Question about the f1 score classes

flairNLP / flair

A very simple framework for state-of-the-art Natural Language Processing (NLP)

https://flairnlp.github.io/flair/

Other

13.94k stars 2.1k forks source link

Question about the f1 score classes #318

Closed weiczhu closed 5 years ago

weiczhu commented 5 years ago

Hi, We are planning to do a compare with Flair and other model for NER. As for the F1 score, there is a function get_classes, could you clarify what classed are used for calculating the f1 score? Do you calculate the micro average for all the labels ('B-', 'I-' and includes 'O') or just the positive labels ('B-', 'I-' excludes 'O') ? Because I see for some BERT based NER evaluation metrics they calculate the f1 score only with positive classes. We want to have a fair comparison between Flair and theirs. Thanks Looking forwarding for you reply. Travis

tabergma commented 5 years ago

@weiczhu, we are using only the positive labels ('B-', 'I-' excludes 'O') for calculating the f-score. The get_classes method from the metric object returned from the evaulation will return a list with all positive labels. We don't include O in that list.

nooralahzadeh commented 5 years ago

Hi, I am wondering if you follow the official evaluation of CoNLL03, where you measure the F1 based on the full extraction of Named entities?

alanakbik commented 5 years ago

Hi, yes we follow the official evaluation standard.
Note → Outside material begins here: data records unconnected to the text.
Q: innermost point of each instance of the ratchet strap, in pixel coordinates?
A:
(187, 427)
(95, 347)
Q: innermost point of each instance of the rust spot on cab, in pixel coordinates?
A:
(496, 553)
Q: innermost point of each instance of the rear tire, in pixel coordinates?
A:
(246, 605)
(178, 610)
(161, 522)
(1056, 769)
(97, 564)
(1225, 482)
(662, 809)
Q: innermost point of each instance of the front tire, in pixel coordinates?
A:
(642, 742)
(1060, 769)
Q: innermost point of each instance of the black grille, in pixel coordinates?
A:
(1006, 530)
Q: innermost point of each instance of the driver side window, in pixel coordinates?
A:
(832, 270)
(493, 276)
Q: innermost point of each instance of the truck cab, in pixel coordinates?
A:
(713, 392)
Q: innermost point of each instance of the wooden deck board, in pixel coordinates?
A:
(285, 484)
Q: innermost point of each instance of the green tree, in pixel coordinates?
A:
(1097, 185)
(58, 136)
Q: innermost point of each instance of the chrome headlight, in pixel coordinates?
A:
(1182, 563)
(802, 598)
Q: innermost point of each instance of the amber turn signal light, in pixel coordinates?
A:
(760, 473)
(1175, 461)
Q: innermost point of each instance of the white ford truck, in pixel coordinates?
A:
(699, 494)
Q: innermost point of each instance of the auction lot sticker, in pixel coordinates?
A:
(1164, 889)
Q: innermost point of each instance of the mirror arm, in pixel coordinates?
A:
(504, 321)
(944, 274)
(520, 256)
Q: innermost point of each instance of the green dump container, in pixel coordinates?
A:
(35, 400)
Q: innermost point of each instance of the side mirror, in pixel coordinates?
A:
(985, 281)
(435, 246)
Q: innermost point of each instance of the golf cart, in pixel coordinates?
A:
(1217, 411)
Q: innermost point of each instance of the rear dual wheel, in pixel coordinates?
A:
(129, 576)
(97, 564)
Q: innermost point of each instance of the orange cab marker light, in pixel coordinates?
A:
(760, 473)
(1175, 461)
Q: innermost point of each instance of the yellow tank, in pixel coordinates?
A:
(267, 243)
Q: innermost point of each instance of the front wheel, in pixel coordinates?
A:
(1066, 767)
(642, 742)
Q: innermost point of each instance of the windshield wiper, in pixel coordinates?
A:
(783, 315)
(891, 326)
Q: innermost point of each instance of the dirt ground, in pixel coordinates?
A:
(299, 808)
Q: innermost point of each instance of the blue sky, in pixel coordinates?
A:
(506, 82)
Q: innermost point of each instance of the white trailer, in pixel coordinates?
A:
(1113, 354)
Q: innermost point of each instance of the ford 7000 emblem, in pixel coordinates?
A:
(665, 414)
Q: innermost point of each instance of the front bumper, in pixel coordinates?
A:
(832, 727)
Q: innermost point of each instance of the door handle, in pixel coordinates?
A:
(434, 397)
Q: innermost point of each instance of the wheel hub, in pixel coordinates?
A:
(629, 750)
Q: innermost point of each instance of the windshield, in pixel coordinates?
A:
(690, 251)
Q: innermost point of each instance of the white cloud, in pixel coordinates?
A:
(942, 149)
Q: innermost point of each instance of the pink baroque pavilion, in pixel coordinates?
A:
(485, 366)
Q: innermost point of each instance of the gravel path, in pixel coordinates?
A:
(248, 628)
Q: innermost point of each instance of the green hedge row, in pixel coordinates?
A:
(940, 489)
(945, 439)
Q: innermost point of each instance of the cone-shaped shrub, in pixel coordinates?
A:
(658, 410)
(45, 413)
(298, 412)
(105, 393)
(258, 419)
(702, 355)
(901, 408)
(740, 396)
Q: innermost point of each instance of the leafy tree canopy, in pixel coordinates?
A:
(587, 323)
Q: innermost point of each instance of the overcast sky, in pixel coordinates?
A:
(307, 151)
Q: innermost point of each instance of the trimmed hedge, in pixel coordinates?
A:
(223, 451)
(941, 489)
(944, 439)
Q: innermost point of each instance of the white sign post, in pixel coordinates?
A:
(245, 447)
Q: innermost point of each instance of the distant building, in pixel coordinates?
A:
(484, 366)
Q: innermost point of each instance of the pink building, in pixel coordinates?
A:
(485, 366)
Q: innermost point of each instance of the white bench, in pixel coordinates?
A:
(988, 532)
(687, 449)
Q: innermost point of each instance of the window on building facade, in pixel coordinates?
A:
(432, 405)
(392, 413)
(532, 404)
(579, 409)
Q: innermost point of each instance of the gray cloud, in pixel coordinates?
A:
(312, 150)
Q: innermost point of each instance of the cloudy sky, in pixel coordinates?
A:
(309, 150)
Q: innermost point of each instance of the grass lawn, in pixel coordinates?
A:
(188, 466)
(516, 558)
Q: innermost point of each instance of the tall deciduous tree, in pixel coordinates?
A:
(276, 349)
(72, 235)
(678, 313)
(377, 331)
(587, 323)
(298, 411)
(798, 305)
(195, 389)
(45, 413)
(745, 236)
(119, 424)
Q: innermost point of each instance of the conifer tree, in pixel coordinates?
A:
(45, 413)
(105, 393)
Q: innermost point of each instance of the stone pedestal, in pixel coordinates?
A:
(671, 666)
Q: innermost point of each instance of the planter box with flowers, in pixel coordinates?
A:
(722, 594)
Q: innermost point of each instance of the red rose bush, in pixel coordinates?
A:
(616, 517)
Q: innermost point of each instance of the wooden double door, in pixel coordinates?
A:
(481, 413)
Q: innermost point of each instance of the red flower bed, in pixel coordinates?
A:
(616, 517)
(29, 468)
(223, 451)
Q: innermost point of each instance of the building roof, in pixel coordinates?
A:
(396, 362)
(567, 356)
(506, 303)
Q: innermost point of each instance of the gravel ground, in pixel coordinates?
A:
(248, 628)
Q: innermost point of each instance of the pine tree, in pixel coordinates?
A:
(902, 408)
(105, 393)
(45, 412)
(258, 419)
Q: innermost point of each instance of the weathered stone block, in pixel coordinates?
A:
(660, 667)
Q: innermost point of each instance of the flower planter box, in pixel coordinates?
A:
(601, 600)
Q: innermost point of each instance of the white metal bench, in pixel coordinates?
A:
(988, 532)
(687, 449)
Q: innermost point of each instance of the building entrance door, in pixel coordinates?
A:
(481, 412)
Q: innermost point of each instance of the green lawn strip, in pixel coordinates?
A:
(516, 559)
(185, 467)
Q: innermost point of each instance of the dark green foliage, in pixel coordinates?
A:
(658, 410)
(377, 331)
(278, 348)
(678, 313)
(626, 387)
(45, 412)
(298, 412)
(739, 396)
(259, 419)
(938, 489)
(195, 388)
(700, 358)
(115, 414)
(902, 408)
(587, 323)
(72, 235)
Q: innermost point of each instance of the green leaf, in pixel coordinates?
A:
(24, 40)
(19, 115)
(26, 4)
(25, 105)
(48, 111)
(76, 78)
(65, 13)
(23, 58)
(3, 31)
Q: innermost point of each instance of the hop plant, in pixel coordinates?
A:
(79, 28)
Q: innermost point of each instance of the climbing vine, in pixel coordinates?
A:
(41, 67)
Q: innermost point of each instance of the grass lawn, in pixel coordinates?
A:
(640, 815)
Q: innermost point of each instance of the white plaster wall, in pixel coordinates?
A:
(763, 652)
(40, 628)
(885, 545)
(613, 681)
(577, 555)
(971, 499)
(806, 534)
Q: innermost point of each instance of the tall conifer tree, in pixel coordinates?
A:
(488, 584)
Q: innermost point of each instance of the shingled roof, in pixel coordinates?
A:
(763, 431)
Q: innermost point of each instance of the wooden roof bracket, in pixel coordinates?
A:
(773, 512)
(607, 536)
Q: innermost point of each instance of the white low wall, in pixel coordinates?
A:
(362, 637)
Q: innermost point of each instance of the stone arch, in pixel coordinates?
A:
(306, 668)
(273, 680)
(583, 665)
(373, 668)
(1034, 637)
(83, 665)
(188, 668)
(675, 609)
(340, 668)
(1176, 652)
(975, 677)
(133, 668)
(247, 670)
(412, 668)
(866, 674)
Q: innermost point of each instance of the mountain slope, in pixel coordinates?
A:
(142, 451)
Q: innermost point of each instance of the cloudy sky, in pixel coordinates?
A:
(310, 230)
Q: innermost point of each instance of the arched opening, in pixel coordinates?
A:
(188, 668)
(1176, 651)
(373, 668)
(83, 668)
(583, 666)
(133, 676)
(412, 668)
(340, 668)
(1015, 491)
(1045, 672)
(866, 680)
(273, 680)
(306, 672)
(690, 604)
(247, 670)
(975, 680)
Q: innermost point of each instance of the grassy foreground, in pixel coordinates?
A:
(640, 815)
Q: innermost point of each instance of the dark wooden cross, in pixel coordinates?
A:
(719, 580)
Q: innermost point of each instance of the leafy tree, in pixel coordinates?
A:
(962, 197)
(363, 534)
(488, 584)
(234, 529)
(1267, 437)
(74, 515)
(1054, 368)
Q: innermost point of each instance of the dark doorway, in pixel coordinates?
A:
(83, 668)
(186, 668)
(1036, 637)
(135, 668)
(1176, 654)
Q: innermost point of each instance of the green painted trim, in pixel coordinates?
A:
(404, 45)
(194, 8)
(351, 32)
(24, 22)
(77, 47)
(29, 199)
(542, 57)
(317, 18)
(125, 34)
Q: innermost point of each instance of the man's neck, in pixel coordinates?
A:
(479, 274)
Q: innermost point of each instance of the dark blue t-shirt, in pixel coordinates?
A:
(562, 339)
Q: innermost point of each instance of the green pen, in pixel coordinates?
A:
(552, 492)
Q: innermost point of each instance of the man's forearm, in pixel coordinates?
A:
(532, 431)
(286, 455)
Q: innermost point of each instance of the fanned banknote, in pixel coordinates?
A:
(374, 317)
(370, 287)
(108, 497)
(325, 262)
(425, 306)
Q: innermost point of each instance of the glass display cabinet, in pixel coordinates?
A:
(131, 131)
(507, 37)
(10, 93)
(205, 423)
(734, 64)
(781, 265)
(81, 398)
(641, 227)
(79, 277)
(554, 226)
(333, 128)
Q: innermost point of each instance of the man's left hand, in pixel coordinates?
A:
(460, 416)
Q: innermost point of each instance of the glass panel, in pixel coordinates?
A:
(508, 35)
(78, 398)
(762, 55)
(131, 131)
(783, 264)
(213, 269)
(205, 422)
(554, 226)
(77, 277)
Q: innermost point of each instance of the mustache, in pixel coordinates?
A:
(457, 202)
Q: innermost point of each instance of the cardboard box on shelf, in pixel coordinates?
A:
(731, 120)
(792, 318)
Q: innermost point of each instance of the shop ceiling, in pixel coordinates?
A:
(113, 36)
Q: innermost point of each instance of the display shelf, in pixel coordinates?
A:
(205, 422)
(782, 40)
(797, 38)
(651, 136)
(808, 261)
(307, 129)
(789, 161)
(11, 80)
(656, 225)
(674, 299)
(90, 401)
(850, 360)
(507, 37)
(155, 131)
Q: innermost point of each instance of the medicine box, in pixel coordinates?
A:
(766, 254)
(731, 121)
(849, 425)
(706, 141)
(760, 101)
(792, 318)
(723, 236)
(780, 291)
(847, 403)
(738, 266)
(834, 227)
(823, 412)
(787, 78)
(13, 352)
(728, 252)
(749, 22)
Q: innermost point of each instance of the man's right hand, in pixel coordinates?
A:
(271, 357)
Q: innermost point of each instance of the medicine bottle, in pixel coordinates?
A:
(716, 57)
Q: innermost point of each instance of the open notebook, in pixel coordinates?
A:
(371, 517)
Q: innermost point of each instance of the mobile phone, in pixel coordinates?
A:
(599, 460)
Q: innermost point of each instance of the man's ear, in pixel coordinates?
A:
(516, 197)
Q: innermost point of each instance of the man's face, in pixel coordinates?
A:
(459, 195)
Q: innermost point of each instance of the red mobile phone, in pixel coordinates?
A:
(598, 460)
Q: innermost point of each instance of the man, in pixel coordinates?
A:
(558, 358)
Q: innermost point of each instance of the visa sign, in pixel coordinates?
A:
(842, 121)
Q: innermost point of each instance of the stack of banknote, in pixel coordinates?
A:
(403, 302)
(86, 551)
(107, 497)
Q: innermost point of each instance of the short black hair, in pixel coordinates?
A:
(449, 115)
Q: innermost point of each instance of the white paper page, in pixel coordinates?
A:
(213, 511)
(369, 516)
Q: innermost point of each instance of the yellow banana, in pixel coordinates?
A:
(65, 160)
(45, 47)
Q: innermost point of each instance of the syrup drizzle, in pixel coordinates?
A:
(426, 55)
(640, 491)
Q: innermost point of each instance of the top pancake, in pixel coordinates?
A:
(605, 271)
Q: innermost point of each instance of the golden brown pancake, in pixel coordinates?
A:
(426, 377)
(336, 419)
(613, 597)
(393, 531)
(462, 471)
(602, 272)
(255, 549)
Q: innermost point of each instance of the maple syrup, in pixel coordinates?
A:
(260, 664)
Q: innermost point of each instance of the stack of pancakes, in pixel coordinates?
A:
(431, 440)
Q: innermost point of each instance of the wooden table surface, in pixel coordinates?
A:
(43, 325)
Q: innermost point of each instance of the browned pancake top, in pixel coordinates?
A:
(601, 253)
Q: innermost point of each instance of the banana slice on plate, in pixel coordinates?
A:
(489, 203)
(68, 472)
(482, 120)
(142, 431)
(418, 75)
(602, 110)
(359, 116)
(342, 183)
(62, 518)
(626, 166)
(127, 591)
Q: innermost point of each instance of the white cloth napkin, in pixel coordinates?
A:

Our script produces identical results as the CoNLL-03 script on BIO formatted tags and slightly lower results on BIOES formatted tags (the original CoNLL-03 script does not always correctly evaluate BIOES).

nooralahzadeh commented 5 years ago

I see! It means than the f1 that you reported on the paper is based on the full extraction of NE not based on the tags. But the metric class of your code is based on the tags ? rights?

alanakbik commented 5 years ago

Hi, no in both cases the metric is the same. Both the code and the paper use the same metric as used in the CoNLL-03 script. For spans, we always compare the full extraction of the NE.

The metric class can do both spans and tags, depending on the task. For PoS we use tags, but for NER we use the full NE span.

PieterDujardin commented 4 years ago

Hi, to follow up on this. Is it possible to somehow get the predictions out (i.e. in a y_pred list) so that we can calculate F1 using other libraries? Thanks!